On January 9, Ubisoft, the renowned gaming publisher behind franchises like Assassin’s Creed held its second investor call in just four months, signaling major organizational changes ahead.
Ahead of the call, Ubisoft released a statement highlighting their intentions. The company revealed that it has engaged leading advisors to explore various “transformational strategic and capitalistic options” aimed at maximizing value for stakeholders. This process will be managed by the independent members of Ubisoft’s Board of Directors. The statement also assured that any material transaction will be disclosed in compliance with relevant regulations.
In a prepared address, Ubisoft’s long-serving CEO, Yves Guillemot, provided a brief comment, saying, “We are convinced that there are several potential paths to generate value from Ubisoft’s assets and franchises.” However, when pressed for further details during the call, both Guillemot and CFO Frederick Duguet remained tight-lipped, declining to elaborate on specific plans.

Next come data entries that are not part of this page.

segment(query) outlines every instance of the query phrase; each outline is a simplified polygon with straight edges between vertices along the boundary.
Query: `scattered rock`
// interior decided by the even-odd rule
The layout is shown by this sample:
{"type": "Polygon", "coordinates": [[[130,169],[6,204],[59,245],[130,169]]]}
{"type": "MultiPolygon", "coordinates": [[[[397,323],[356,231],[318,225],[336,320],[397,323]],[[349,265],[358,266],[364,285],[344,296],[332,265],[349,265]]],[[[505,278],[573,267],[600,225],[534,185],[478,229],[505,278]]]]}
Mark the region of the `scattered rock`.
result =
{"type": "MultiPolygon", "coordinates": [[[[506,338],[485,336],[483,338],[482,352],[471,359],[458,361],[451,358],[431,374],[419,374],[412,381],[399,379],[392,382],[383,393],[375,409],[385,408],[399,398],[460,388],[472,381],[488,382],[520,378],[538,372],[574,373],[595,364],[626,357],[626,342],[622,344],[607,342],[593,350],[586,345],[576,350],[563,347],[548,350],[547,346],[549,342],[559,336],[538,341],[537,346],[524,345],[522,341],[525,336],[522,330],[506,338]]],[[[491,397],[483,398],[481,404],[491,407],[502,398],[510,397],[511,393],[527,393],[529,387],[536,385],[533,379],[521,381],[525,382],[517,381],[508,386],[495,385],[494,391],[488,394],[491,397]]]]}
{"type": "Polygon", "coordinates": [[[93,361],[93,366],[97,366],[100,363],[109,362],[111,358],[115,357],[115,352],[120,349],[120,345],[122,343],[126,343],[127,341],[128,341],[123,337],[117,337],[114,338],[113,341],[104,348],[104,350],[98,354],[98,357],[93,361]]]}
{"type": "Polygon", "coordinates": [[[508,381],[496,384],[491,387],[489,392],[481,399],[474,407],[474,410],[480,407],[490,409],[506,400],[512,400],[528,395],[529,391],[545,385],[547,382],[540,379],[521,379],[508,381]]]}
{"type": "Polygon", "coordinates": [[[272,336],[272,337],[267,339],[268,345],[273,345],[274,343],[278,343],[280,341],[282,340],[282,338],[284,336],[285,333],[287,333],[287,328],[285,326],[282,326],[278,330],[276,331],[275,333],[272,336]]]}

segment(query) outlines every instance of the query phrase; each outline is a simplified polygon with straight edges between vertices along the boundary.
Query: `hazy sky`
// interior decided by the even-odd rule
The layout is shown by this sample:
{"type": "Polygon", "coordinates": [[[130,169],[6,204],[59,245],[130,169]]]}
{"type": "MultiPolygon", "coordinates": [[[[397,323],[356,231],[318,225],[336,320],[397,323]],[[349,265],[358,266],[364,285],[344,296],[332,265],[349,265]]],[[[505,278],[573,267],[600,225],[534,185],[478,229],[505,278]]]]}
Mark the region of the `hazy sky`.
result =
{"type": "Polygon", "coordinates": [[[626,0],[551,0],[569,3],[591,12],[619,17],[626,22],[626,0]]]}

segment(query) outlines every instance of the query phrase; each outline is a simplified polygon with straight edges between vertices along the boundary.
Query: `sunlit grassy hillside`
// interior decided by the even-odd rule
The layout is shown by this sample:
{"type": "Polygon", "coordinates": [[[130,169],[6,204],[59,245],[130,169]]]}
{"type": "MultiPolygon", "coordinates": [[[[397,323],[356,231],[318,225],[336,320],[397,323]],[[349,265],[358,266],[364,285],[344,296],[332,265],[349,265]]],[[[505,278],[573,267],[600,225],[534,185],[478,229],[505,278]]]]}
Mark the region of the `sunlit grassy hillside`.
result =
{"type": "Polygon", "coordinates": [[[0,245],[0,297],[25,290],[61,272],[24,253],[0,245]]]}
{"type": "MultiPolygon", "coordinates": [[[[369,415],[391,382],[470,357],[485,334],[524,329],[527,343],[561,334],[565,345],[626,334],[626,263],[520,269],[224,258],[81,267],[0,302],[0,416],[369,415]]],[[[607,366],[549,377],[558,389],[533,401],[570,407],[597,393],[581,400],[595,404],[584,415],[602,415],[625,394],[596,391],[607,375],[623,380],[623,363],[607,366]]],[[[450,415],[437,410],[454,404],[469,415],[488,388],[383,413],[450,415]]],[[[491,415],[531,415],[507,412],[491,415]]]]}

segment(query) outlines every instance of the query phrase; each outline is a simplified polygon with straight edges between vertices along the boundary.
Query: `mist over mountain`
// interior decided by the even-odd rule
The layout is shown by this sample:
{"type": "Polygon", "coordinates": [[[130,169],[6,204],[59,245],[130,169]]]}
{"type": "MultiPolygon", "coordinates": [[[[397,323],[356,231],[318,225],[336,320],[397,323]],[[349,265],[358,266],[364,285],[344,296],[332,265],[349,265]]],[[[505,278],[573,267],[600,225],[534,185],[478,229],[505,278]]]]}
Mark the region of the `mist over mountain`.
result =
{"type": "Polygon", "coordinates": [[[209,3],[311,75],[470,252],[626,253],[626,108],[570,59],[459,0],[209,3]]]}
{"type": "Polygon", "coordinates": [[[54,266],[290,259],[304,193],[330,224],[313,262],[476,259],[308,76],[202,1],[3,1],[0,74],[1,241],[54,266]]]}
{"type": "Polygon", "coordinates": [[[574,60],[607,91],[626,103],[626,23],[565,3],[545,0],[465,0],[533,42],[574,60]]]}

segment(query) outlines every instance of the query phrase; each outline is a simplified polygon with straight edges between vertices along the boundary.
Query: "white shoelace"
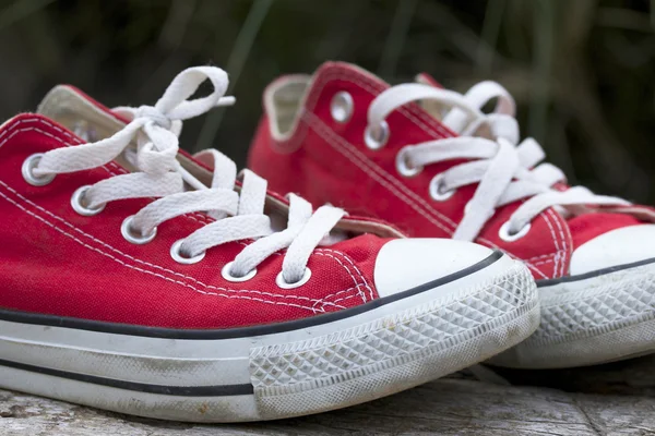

In October, Bloomberg noted that Ubisoft and its significant investor Tencent were exploring buyout possibilities. Additionally, Ubisoft’s cost-reduction strategy, announced last year, mentioned the potential divestment of “non-core assets,” which could be part of these deliberations.
The move came after the company’s minority shareholders warned the management following a more than 50% decline in the company’s shares and underperformance of several new releases such as Star Wars Outlaw, XDefiant, and Prince of Persia: The Lost Crown. These investors attributed the company’s downfall to poor decisions made by the Guillemot family and demanded management overhaul, including the CEO’s resignation and a potential buyout.
In another development, Ubisoft announced another delay for its upcoming title, Assassin’s Creed Shadows. The game’s release has been pushed back by a month and is now scheduled to launch on March 20, 2025.